Marsha Egan’s 5 steps to utilizing the power of vision to achieve success
These days we look for every tool, every strategy to help us reach the success we all want. One of those we carry with us all the time is in our brain: our ability to visualize.
The dictionary has 2 great definitions of vision:
- The faculty or state of being able to see.
- The ability to think about or plan the future with imagination or wisdom, the act of visualizing something or someone, forming a picture in your mind.
Let’s explore the second definition as a success building tool.
Some people believe that the brain can’t differentiate between truth and fiction, and if that is so, our visualizing of a future target that is yet to be determined can pull us toward that target. After all, the future hasn’t happened yet, so picturing the situation, result, or action can help move us forward towards that action.
Here are 5 steps that can help you envision the future so that you can give yourself a greater probability of achieving that vision.
1. Set clear goals.
We all know that goals can help us achieve our success. To be able to visualize or “see” the future, it is important that your goals are clear enough so that you can draw a picture of the end result in your mind. This works with just about any of the goals you set, whether they are short, medium or long-range goals.

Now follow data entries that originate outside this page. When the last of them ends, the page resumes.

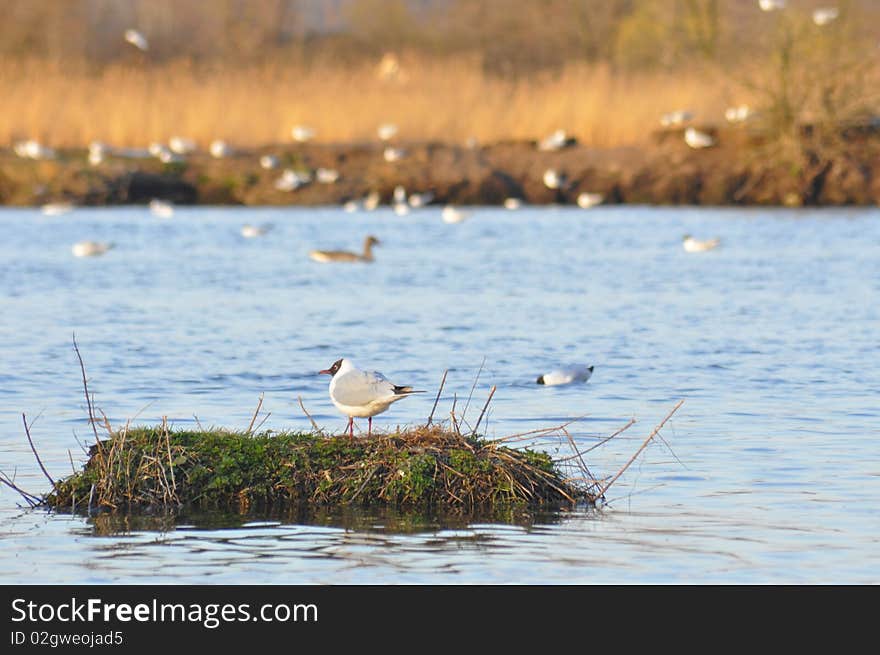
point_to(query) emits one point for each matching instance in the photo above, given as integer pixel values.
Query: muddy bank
(738, 170)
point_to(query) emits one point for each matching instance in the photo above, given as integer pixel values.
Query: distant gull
(56, 208)
(387, 131)
(137, 39)
(90, 248)
(690, 244)
(675, 118)
(161, 208)
(451, 214)
(249, 231)
(586, 199)
(302, 133)
(771, 5)
(825, 15)
(576, 373)
(362, 394)
(696, 139)
(325, 256)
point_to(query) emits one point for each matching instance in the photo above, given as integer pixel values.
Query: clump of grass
(155, 468)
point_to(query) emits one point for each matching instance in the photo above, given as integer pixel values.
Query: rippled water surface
(770, 471)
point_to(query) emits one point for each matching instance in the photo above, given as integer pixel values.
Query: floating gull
(90, 248)
(161, 208)
(690, 244)
(675, 118)
(825, 15)
(56, 208)
(452, 214)
(576, 373)
(302, 133)
(137, 39)
(325, 256)
(362, 394)
(387, 131)
(586, 200)
(696, 139)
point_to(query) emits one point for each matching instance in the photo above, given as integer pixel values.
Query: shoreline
(736, 171)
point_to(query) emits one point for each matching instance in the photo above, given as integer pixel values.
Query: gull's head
(338, 365)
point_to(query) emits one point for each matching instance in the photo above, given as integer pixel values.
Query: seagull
(677, 117)
(387, 131)
(362, 393)
(90, 248)
(56, 208)
(137, 39)
(576, 373)
(325, 256)
(249, 231)
(696, 139)
(452, 214)
(825, 15)
(587, 200)
(690, 244)
(771, 5)
(161, 208)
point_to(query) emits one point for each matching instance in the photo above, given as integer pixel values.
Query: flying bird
(362, 394)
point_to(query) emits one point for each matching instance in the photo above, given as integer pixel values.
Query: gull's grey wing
(357, 388)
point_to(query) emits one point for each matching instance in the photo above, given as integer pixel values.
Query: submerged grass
(431, 467)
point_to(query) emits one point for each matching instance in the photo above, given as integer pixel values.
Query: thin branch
(641, 448)
(27, 431)
(256, 412)
(485, 407)
(437, 399)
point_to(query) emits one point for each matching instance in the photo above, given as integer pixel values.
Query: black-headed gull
(577, 373)
(690, 244)
(324, 256)
(362, 393)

And just remember, for you to be able to picture or “vision” the goal, it must be SMART – Specific, Measurable, Achievable, Relevant and Time-bound.
2. Picture the result.
This is where visualizing can work its magic. By allowing your mind to “see” the end result of your journey or efforts, that vision can motivate you toward that goal. This picture should be specific. As an example, if your goal is to write a book, your picture might be you sitting at the local bookstore signing your book for a fan. If your goal is to travel to Paris, your vision could be you standing in front of the Eiffel Tower. If your goal is to lose 10 pounds by your daughter’s wedding in 3 months, picture yourself in the smaller size dress you want to wear at the wedding.
3. Picture the interim steps.
The more complex or long-term the goal, the more useful it is to also use this idea of visualizing to picture the interim successes that lead to that goal. The method is the same: use your mind’s ability to picture the milestones that will enable your final result. As an example, if your goal is to run a marathon, picture yourself finishing your first 4-mile run – where you will run, where you will end, and the bench where you will rest.
4. Keep your vision present.
In addition to painting specific pictures in your mind about these visions, use visuals to add strength and power to this technique. As an example, you might put a picture of the Eiffel Tower on your refrigerator, on your screensaver or on your bulletin board. Writing the goal is another way to bring strength to your vision. As an example, you might write the specific goal in your day planner, your white board, or your journal. Finally, sharing your goal with others, talking about it can keep that vision present.
5. Use affirmations.
Affirmations can be quite useful in solidifying beliefs. When you believe you can achieve something, your motivation can be heightened. Affirmations work best when they are used in the present tense. “I am a marathon runner.” “I am an excellent putter.” “I am a healthy eater.” The more you use affirmations, the more your brain can impact your behavior to validate those affirmations.
Visualizing is a very powerful tool in the game of life. It employs a belief in the power of your mind to enable you to do, be, or have what’s important to you. I think it adds a fun dimension to goal setting, one that can work wonders. Pictures are fun to paint.
So, what picture will you paint next?